This week, Americans United put out a press release demanding that the Florida State School Board not consider the inclusion creationism or intelligent design as a part of public school curriculum. Barry Lynn, who manipulatively dons the title "Rev," says that "public schools must teach science, not religion, in science classes." The press release also states that "the Constitution requires a separation of church and state and that the courts have repeatedly forbidden teaching religion in science classes."
We are so past the point of needing to address the role that philosophical/theological presuppositions play in the minds of Darwinists. They aren't even attempting to argue science, rather they are playing a political game intended to further marginalize evangelicals. So let's look closer at the claims of these materialists...and recognize what is a matter of philosophy-not science-on their part.
The latest issue of Salvo magazine sums things up well:
"Scientific naturalism is a philosophical position that assumes an entirely materialistic origin to the universe-a faith claim for which Darwinists have no proof whatsoever..."
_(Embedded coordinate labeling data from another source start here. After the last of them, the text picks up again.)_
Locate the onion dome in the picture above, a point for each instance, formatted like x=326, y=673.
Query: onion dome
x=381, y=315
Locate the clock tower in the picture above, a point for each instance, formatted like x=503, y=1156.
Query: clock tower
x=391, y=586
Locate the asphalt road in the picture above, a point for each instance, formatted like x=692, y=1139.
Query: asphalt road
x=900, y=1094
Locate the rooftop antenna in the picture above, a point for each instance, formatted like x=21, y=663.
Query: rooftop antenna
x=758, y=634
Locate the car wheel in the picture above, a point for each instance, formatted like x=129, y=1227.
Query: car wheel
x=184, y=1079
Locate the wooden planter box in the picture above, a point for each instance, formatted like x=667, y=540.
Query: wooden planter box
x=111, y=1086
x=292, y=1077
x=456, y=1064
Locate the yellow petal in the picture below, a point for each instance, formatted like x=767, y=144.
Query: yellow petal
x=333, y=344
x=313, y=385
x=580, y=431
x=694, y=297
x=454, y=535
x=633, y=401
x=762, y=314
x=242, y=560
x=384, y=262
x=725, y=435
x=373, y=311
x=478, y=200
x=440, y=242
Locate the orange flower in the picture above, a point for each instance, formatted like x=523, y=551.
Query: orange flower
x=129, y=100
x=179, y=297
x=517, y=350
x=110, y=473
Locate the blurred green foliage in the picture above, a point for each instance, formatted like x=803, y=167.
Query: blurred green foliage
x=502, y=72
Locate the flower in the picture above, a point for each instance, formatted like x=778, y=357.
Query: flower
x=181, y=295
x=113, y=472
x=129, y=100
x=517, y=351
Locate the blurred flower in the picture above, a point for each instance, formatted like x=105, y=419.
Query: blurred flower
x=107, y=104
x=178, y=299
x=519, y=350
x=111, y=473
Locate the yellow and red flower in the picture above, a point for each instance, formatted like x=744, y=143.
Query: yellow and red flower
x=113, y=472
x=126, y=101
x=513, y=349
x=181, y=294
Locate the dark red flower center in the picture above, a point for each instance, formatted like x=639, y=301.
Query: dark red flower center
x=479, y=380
Though Intelligent Design doesn't out of logical necessity preclude the possibility of evolution, it does counter well what is the prevailing notion in the public arena-that God is dead and Darwinists are purely objective observers...and that is their fatal flaw.
Beginning with the idea that the material world is all that exists has the Darwinist (philosophical materialist) in the field of philosophy and theology, not science. They simply cannot observe what happened first unless time travel is now also possible.
So while Darwinists are dabbling in philosophy, they need to ask themselves how it is that they can know that only the natural exists. Such an assertion is not only a claim to universal knowledge, but is the epitomy of arrogance and political correctness - not to mention just plain foolish.